Karsten sagt auch: "Davon kann man nie genug von kriegen." Als Top-Tester von MOTORRAD wirbelt er tagaus, tagein um Pylonen, auf Rennstrecken, Alpenpässen und Straßen mit allen erdenklichen Kurvenradien. Der Mann muss es wissen, nimmt aber gerne am motorisierten Feldversuch in freier Wildbahn teil. Das Labor stellt die passenden Instrumente zur Verfügung: eine KTM 990 SMR und eine Triumph Street Triple als veritable Kurvenfeilen sowie je einen analogen Handzähler, angebracht in Reichweite von Gas- und Bremshand.

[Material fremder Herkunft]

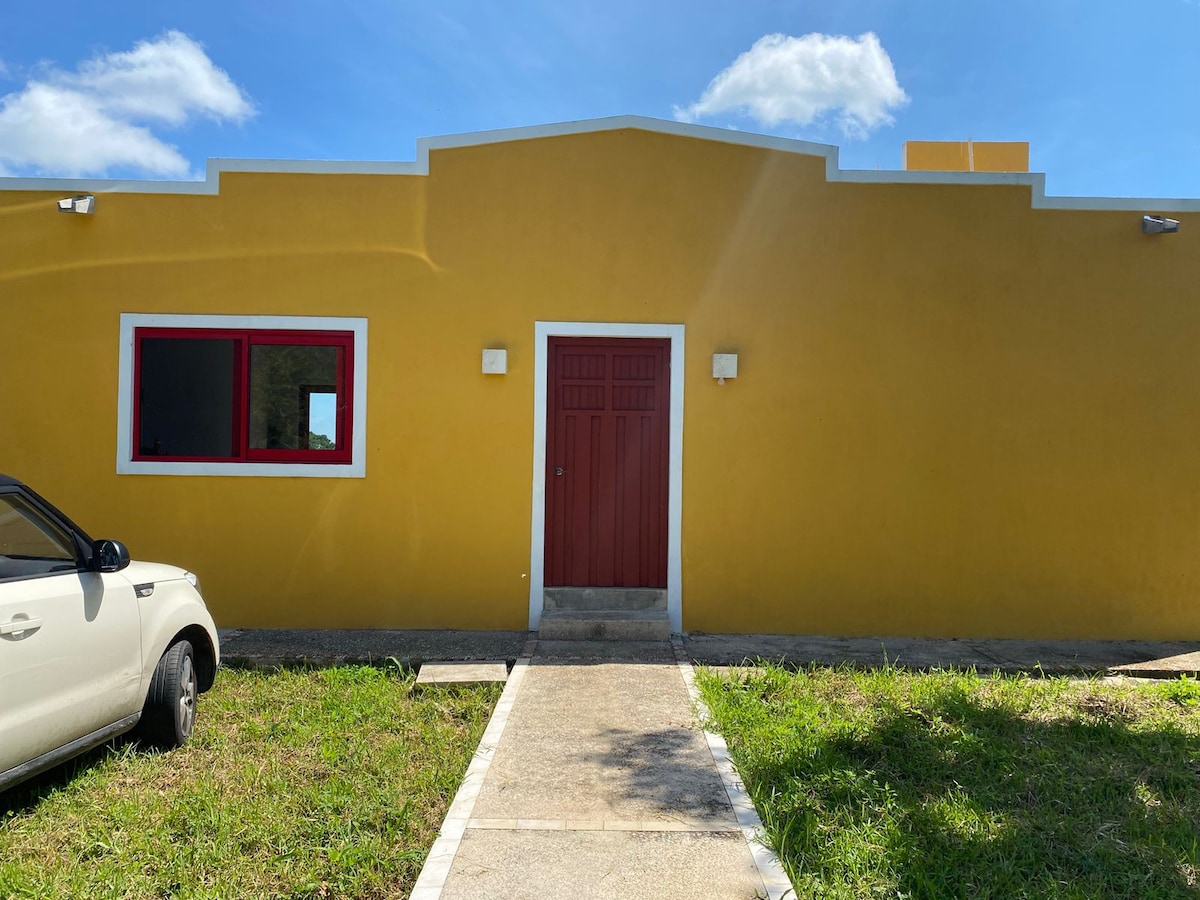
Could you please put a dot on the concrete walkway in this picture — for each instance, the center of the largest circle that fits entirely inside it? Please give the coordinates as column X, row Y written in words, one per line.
column 597, row 781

Klick, klick, klick, Kurve eins, zwei und drei sind eingebongt. Das Tiefgaragentor öffnet sich. Die Neue Weinsteige, eine munter ansteigende Ausfallstraße raus aus dem Stuttgarter Kessel, bietet 20 weitere Gelegenheiten, den Kurventicker zu betätigen. Doch wann darf man eigentlich drücken? Wann ist eine Kurve eine Kurve? In der Mathematik ist eine Kurve ein zwei-dimensionales Objekt, das im Allgemeinen eine Krümmung besitzt. Hilft im Moment nicht wirklich weiter. Zählt es, wenn mehr als 15 Grad Schräglage anstehen. Oder 25, oder 35? Alles Quatsch, als Versuchsleiter definiere ich hochoffiziell: Beim Motorradfahren spricht man dann von einer Kurve, wenn Popometer und Bauch-Seismograph deutliche Ausschläge verzeichnen. Kurz gesagt, wenn es Laune macht.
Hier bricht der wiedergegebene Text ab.